Tuesday 15 April 2014

OS X tip of the day.. Mounting an ntfs drive

So, your friend lends you a hard drive with a collection of movies, music, pics  etc.. you plug it into your mac and nothing happens... the diskutil GUI shows the disk but you can't see it in finder! Chances are you have been give a disk that has been formatted using the NTFS file system.  Damn! you say, but fret not. Here is a quick and easy method to get access to that NTFS formatted drive.

1. Open up a terminal - command+space and type terminal
2. At the terminal, enter the following command: diskutil list

You will see output that looks similar to the following:

diskutil list
/dev/disk0
   #:                       TYPE NAME                    SIZE       IDENTIFIER
   0:      GUID_partition_scheme                        *320.1 GB   disk0
   1:                        EFI EFI                     209.7 MB   disk0s1
   2:                  Apple_HFS Macintosh HD            319.2 GB   disk0s2
   3:                 Apple_Boot Recovery HD             650.0 MB   disk0s3
/dev/disk1
   #:                       TYPE NAME                    SIZE       IDENTIFIER
   0:     FDisk_partition_scheme                        *3.0 TB     disk1
   1:               Windows_NTFS VIDEO2                  3.0 TB     disk1s1



The highlighted output is what is of interest i.e. the one with the NTFS.  In particualr we are interested in the in the IDENTIFIER disk1s1

3. Create a directory which will serve as the mounting point for your NTFS drive e.g: mkdir /Volumes/my_ntfs_disk

4. Now using the identifier we discovered earlier, we can mount the NTFS drive like so: sudo mount -t ntfs /dev/disk1s1 /Volumes/my_ntfs_disk

5. Check finder and you will now see the NTFS drive visible and fully operational. 

Thursday 10 April 2014

A fundamental analysis of Hadoop

What is Hadoop?

In simple terms, Hadoop is a tool used for storage and processing of large scale data sets on clusters of commodity hardware.  It was developed by two engineers at Yahoo and is now part of the Apache open source license.  

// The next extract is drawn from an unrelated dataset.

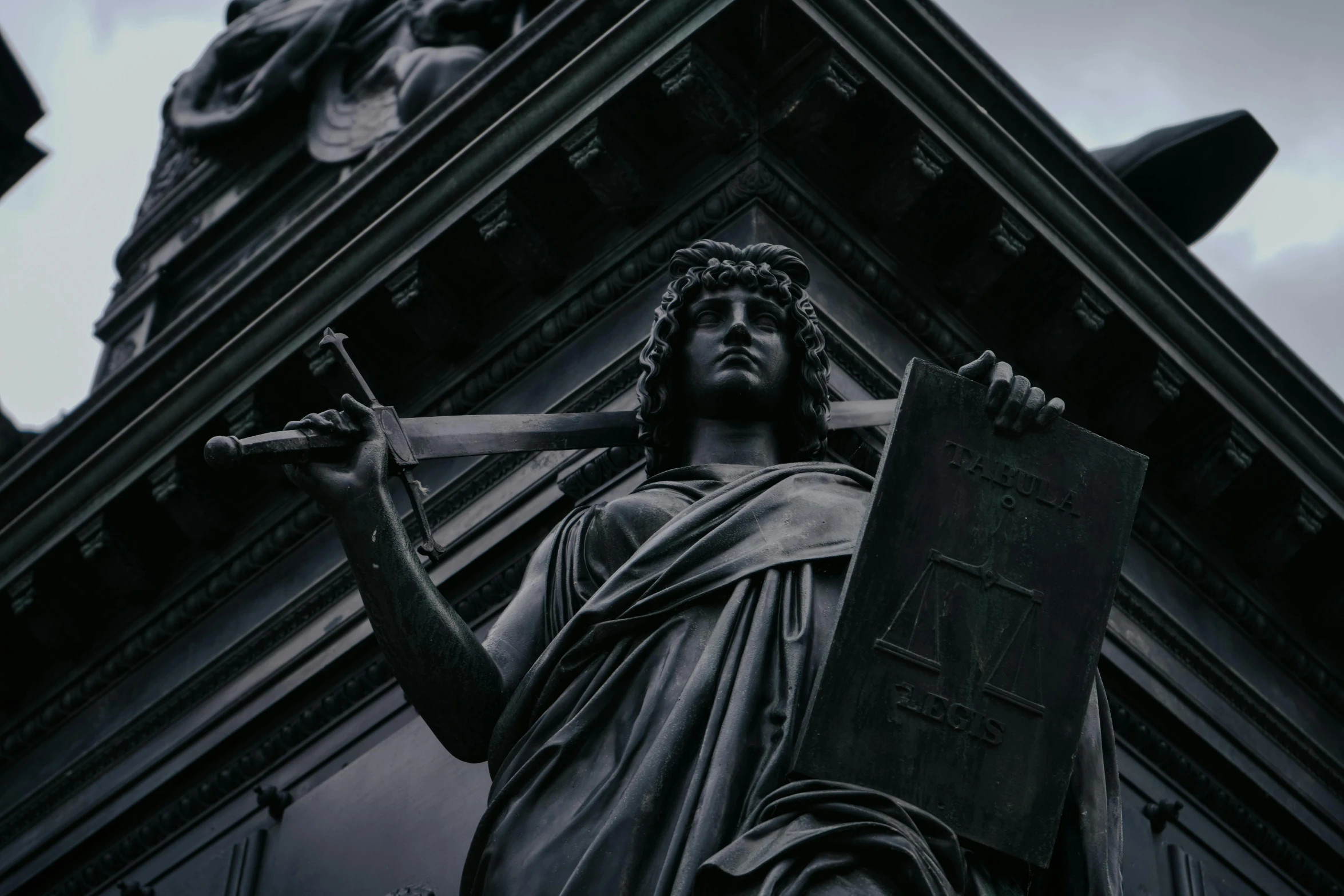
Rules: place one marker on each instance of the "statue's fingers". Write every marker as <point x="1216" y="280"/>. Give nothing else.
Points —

This post  here is intended to give the you at best, a very basic overview of the key components of Hadoop. It is by no means and in depth analysis of Hadoop. I myself have only just opened the door into the world of big data and I'm simply sharing what I have discovered so far.  

Components of Hadoop

Hadoop consists of two key components.  HDFS (Hadoop Distributed File System) and MapReduce and these are part of a Hadoop cluster. The Hadoop cluster is a set of machines that are networked together. Each machine in the cluster is a node, each host runs one or more Hadoop services and finally they can be classified as master or slave.  MapReduce and HDFS run as services.

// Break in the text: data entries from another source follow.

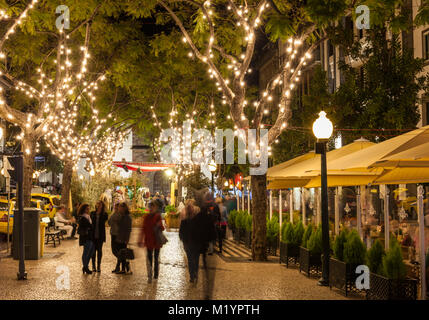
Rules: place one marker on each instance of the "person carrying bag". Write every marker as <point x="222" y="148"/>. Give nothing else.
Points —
<point x="152" y="238"/>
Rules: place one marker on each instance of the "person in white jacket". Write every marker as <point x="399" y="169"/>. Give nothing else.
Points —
<point x="65" y="224"/>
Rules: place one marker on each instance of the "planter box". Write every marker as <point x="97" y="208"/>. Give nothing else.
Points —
<point x="289" y="253"/>
<point x="272" y="247"/>
<point x="137" y="222"/>
<point x="248" y="239"/>
<point x="381" y="288"/>
<point x="309" y="263"/>
<point x="236" y="234"/>
<point x="342" y="276"/>
<point x="172" y="221"/>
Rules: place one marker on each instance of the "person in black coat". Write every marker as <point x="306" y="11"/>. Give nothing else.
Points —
<point x="99" y="218"/>
<point x="86" y="234"/>
<point x="196" y="232"/>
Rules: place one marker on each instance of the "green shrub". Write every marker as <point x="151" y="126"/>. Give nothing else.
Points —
<point x="354" y="249"/>
<point x="273" y="229"/>
<point x="238" y="220"/>
<point x="338" y="245"/>
<point x="288" y="233"/>
<point x="282" y="232"/>
<point x="375" y="257"/>
<point x="170" y="208"/>
<point x="231" y="219"/>
<point x="314" y="244"/>
<point x="307" y="234"/>
<point x="249" y="221"/>
<point x="393" y="263"/>
<point x="298" y="232"/>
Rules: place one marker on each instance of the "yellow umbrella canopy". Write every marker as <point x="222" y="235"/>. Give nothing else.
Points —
<point x="404" y="176"/>
<point x="343" y="180"/>
<point x="413" y="157"/>
<point x="364" y="159"/>
<point x="274" y="170"/>
<point x="311" y="167"/>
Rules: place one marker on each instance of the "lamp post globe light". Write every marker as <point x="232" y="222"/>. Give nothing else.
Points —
<point x="212" y="168"/>
<point x="322" y="129"/>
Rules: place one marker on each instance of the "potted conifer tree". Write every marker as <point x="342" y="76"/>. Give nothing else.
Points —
<point x="291" y="239"/>
<point x="310" y="253"/>
<point x="349" y="252"/>
<point x="388" y="277"/>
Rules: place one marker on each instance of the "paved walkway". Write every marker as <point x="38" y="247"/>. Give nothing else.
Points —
<point x="238" y="280"/>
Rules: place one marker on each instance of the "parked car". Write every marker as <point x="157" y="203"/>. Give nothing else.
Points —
<point x="5" y="210"/>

Let's take a closer look at HDFS, MapReduce. 

HDFS

The job of HDFS is to split files across multiple hosts. The default block size files are split into is 64MB, however cloudera which is the cluster manager for Hadoop, recommends changing the block size to 128MB.  Blocks are replicated to hosts throughout the cluster. The default is 3.  Replication increases reliability and performance. Data can tolerate the loss of all but one replicate and it offers more opportunity for data locality.

MapReduce

A programing model or framework that is neither platform nor language specifi. written in Java,  it's sole purpose is record oriented data processing that uses key-value pairs to move data back and forth. This  facilitates task distribution across multiple hosts and where possible each host processes data that it has stored.  MapReduce has two phases - the Map phase which is where the data is created and the Reduce phase which involves the processing of the data. In between these phases exists a shuffle and sort phase which simply sends data from mapper to reducer. The full internals of MapReduce are beyond the scope of this post. I intend to write up a more indepth post after I have had time to study its internals. 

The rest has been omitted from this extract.